Mark Ridgway

Personal information
- Full name: Mark William Ridgway
- Born: 21 May 1960 (age 66) Warragul, Victoria, Australia
- Nickname: Ridgy
- Height: 173 cm (5 ft 8 in)
- Batting: Left-handed
- Bowling: Right-arm fast-medium
- Role: Bowler

Domestic team information
- 1993–2000: Tasmania
- First-class debut: 25 November 1993 Tasmania v New South Wales
- Last First-class: 9 March 2000 Tasmania v Victoria
- List A debut: 15 October 1993 Tasmania v Western Australia
- Last List A: 5 February 2000 Tasmania v Victoria

Career statistics
| Competition | First-class | List A |
| Matches | 46 | 23 |
| Runs scored | 462 | 58 |
| Batting average | 11.84 | 11.60 |
| 100s/50s | 0/1 | 0/0 |
| Top score | 70 | 32 |
| Balls bowled | 9,829 | 1,284 |
| Wickets | 161 | 29 |
| Bowling average | 33.60 | 32.48 |
| 5 wickets in innings | 6 | 0 |
| 10 wickets in match | 0 | 0 |
| Best bowling | 6/29 | 4/37 |
| Catches/stumpings | 15/– | 3/– |
- Source: CricketArchive, 2 January 2011

= Mark Ridgway =

Australian cricketer (born 1960)

Mark William Ridgway (born 21 May 1960) is an Australian former cricketer, who played for the Tasmanian Tigers from 1993 until 2000.
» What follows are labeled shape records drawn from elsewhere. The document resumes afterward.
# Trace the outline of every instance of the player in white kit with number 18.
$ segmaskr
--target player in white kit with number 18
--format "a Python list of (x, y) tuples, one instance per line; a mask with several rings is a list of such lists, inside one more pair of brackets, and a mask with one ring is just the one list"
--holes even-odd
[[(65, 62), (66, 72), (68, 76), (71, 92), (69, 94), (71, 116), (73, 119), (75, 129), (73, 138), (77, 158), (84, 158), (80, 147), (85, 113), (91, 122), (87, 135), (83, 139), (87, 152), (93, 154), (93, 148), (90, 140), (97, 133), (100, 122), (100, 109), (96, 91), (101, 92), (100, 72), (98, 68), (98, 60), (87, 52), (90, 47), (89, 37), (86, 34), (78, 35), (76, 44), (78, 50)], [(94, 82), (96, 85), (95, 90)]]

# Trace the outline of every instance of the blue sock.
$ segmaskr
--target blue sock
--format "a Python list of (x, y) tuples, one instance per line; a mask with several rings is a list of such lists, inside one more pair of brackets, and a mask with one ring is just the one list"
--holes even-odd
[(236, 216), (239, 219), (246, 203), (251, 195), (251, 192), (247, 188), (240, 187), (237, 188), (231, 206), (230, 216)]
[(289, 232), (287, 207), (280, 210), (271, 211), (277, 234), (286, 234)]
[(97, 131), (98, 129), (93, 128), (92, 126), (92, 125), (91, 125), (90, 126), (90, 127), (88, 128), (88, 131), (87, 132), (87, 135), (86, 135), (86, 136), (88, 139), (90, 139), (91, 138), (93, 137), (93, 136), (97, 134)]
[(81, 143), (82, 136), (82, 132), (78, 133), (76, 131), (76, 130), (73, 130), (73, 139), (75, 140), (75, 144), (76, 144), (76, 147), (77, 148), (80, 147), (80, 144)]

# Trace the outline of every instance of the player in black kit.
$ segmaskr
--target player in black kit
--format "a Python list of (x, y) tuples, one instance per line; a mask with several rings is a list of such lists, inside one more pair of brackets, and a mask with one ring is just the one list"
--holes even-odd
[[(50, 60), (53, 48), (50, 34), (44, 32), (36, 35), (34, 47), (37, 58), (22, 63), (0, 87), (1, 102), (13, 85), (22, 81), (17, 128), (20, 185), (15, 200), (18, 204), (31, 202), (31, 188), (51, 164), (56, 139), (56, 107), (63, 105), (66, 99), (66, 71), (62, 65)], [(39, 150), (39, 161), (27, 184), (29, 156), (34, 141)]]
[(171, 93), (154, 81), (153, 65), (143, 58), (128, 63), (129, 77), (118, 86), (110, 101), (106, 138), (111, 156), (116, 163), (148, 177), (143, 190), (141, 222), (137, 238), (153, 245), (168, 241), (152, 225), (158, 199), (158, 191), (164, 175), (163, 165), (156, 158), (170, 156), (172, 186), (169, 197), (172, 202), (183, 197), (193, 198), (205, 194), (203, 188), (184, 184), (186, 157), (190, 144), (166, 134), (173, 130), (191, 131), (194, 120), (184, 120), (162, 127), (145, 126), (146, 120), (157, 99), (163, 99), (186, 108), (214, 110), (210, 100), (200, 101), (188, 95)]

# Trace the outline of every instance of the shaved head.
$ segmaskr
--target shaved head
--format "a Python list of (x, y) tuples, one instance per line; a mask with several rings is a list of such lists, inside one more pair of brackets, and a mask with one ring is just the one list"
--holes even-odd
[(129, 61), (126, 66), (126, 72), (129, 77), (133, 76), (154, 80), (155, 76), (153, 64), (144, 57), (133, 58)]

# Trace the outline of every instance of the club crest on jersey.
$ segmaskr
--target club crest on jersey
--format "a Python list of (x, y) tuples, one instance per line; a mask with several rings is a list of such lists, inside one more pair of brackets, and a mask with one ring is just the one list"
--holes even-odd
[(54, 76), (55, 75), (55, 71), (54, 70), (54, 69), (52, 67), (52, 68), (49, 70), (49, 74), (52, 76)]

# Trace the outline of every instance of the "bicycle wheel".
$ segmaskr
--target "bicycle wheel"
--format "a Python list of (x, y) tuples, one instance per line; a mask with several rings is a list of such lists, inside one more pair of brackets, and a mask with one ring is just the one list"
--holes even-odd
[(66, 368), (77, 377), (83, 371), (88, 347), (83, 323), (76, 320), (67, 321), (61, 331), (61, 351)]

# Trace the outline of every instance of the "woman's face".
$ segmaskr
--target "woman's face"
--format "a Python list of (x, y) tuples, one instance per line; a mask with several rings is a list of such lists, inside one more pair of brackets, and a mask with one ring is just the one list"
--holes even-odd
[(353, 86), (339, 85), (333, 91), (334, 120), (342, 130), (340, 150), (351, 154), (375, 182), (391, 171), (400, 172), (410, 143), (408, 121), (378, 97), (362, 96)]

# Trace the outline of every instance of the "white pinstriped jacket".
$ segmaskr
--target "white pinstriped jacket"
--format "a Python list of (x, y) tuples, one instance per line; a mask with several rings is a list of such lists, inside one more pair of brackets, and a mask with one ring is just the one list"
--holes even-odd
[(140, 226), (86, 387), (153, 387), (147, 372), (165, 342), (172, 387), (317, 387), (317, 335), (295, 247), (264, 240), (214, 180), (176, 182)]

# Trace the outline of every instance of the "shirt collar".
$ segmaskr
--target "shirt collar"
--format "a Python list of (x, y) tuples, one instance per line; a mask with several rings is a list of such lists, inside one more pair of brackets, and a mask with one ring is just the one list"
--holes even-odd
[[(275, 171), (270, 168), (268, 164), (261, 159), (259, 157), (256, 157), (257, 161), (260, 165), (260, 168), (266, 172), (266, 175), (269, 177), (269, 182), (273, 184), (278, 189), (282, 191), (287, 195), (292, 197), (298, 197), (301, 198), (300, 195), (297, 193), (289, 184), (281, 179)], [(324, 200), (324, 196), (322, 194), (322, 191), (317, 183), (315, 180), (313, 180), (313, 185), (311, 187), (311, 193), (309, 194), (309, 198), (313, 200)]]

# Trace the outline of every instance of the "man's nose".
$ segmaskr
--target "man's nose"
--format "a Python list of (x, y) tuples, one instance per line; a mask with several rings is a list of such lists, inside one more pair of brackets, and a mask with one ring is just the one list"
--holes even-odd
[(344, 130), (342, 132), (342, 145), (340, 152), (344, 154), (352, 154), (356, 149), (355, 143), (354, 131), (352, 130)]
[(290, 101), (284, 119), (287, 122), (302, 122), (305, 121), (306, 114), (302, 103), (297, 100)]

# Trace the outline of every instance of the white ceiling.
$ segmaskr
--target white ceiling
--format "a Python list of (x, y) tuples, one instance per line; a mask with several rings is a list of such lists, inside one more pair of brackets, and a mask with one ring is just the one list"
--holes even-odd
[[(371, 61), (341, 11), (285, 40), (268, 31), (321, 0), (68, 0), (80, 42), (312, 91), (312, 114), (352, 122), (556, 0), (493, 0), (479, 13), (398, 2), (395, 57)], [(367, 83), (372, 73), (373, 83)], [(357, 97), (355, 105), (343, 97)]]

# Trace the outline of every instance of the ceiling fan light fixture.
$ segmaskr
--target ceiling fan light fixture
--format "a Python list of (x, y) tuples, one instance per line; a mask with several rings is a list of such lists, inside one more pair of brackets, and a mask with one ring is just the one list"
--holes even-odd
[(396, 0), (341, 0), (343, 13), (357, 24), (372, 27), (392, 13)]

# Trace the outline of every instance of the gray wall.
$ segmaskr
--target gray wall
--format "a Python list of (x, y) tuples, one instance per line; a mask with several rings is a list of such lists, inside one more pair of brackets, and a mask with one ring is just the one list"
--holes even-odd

Ridgway was born in Warragul, Victoria. After failing to break into the Victorian Bushrangers side, he moved to Tasmania, where he became a regular in the Tigers' line-up. A reliable fast-medium bowler, he was able to generate strong swing, particularly outswing, and made good use of the Derwent River's strong sea breezes to move the ball with good effect. He was also a useful lower order batsman.

In 2012, he joined the Victorian selection committee.